1

I'am working in a Transparent Dirty Detection Agent (tdd-agent). It work really well redefining the target classes to implement the setDirty()/isDirty() and set it when it detect a putfield, but I want to extend it to detect calls to add() in collections, for example. How could I detect that call?

When the call is made with a complex parameters the generated asm separates the field and the final invocation to the method and I'm not figuring out how to detect and handle it.

For example:

private List<Foo> listaFoo = new ArrayList<>(); public void testNativeCollections(){ this.listaFoo.add(new Foo("text").setS("otro text")); } 

This block generate this asm:

 aload 0 // reference to self getfield test/OuterTarget.listaFoo:java.util.List new test/Foo dup ldc "text" (java.lang.String) invokespecial test/Foo.<init>(Ljava/lang/String;)V ldc "otro text" (java.lang.String) invokevirtual test/Foo.setS(Ljava/lang/String;)Ltest/Foo; invokeinterface java/util/List.add(Ljava/lang/Object;)Z pop 

and I need to pair the first getfield with the last invoke interface to detect that this call will modify the object and after it insert a call to setDirty(). The main issue is that the code between the getfield/invoke could be arbitrary long and complex.

3
  • 1
    Calling add does not necessarily modify the collection. In case of a Set, for example, a return value of false implies that the set has not been modified. Further, it seems you are focusing on the easier scenario, where the code modifying the collection is inside the class whose “dirty” flag you want to set. But this doesn’t have to be the case. The collection might be returned by a method and the caller may one of the dozens modification methods, perhaps one not yet defined, as the API can evolve. You should probably rethink your approach… Commented Mar 4, 2024 at 16:14
  • Just one step at time. First, detect and instrument collections in a simple way. Commented Mar 5, 2024 at 19:25
  • 1
    Ignoring the big picture does not necessarily lead to a simple solution. For example, when you consider the complexity of detecting all modifications of a collection, you may find that replacing a collection with a delegating collection designed for this purpose (and implemented in ordinary Java code) is simpler than instrumenting every code pattern that could lead to a modification. Then, the instrumentation task reduces to finding the creation sites and injecting the code to wrap the created collection. If I get your use case correctly, it would affect the constructors of the target only. Commented Mar 6, 2024 at 9:23

2 Answers 2

0

You'd have to build java's own internal (as in, its private API, but, java is open source, there's that) static stackwalk analysis code, which is extremely complicated. One upside is that bytecode gen has been changed to be more palatable to it (e.g. RET is no longer being generated by javac, mostly for this reason).
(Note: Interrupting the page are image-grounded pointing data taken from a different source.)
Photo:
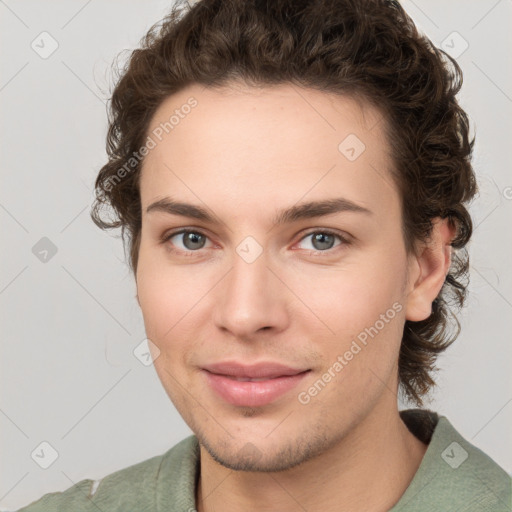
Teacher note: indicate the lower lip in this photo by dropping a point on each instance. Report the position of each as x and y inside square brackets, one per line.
[252, 393]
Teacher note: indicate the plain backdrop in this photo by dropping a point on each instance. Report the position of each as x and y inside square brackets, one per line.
[70, 320]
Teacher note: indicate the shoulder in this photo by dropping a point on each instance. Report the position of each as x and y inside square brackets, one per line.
[130, 488]
[456, 475]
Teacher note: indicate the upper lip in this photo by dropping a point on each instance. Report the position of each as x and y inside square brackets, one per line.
[252, 371]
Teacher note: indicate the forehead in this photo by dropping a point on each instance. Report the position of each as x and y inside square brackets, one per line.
[242, 145]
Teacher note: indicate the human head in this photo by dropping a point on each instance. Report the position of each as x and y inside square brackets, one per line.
[368, 50]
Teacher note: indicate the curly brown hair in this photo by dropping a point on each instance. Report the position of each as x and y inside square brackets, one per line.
[368, 49]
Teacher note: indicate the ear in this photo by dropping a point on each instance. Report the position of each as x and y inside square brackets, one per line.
[428, 270]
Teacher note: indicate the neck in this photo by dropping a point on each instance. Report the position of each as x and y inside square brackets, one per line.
[368, 470]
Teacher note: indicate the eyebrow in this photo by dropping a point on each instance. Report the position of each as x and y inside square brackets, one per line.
[287, 216]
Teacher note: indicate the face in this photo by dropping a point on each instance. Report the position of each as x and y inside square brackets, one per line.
[322, 292]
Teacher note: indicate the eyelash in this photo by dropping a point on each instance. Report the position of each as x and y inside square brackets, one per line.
[167, 236]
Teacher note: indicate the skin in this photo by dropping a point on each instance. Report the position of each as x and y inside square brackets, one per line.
[244, 153]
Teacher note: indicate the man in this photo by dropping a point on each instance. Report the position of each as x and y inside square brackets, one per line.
[292, 177]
You need to map each and every opcode that exists (and there a lot) to the effect it has on the stack. For example, ALOAD_0 (which ASM at least helpfully flattens; ALOAD_0, ALOAD_1, ALOAD_2, ALOAD_3, and ALOAD constant are all flattened into just aload which helps a bit) has the effect of popping nothing and pushing 1 object onto the stack.

Doing that analysis:

 // stack at 0 aload 0 // stack at 1 getfield // pops 1, then pushes value. stack at 1, remember: stack[0] = listaFoo new test/Foo // stack at 2 dup // stack at 3 ldc "text" (java.lang.String) //stack at 4 invokespecial test/Foo.<init>(Ljava/lang/String;)V // stack at 2 ldc "otro text" (java.lang.String) // stack at 3 invokevirtual test/Foo.setS(Ljava/lang/String;)Ltest/Foo; // stack at 2 invokeinterface java/util/List.add(Ljava/lang/Object;)Z // stack at 1 pop 

All the flavours of invoke require analysing the signature to know what impact it has on stack (-1 stack for every argument it has, and all but invokestatic an additional -1 stack for the implicit receiver argument - then +1 stack if its return type is anything but V.

Here your analyser should be capable of registering that that last invokeinterface is the one that pops the field you are interested in off the stack as receiver of an add method, thus, qualifying it for a 'dirty' flag.
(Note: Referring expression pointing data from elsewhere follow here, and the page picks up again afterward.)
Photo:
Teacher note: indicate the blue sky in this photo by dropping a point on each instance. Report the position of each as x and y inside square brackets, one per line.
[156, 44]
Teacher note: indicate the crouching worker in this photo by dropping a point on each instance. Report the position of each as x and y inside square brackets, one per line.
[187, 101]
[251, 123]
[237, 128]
I don't think a library exists that is public and maintained in a way that it is intended for analysis like this, but, I haven't looked all that much - perhaps now you know what to look for.

The JVM does this kind of analysis itself when loading a class. For example, if you have this bytecode:

ALOAD_0 DUP GETFIELD someIntField IADD 

The verifier will abort with a VerifyError and this entire class will never even be loaded: It analysed that that IADD instruction, which pops 2 things off the stack and either [A] adds them if they are both ints and pushes that back on, or [B] all hell breaks loose if they aren't both int values - and it analysis that this is a B situation, because what's on the stack is this and an int - not 2 ints.
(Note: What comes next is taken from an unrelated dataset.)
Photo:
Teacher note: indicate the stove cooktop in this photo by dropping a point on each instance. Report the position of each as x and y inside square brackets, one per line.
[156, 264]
How does it do that? By applying the same principle: Analyse every instruction and keep track of what that does to the stack. In its case, it registers the type of each thing on the stack (ALOAD_0 - okay, there is an object in stack[0]. DUP - okay, there is an object in stack[1]. GETFIELD someIntField - okay, there is now an int in stack[1]. IADD - okay, check stack[current] and stack[current-1]'s types? Uhoh, one of em aint int - VerifyError!

You'd do the same thing, except instead of tracking 'int', 'object', etcetera, you track specifically: "Ah, field this-or-that", and once you hit an INVOKEVIRTUAL to a method sig you know 'dirties' its receiver (such as j/u/List.add(...)Z), you can use your stack analysis to know exactly what it is dirtying.

Sign up to request clarification or add additional context in comments.

2 Comments

Reading and readign, I landing on AnalyzerAdapter. Now looking how to use it in a correct way. It's seems it have a stack simulation that could do what I want.
@MarceloD.Ré if you want to go that route, you may have a look at Java ASM Bytecode - Find all instructions belonging to a specific method-call But as said in the comment at your question, I’d consider taking a different, simpler route…
0

And finally I got it! As I said, one step at time.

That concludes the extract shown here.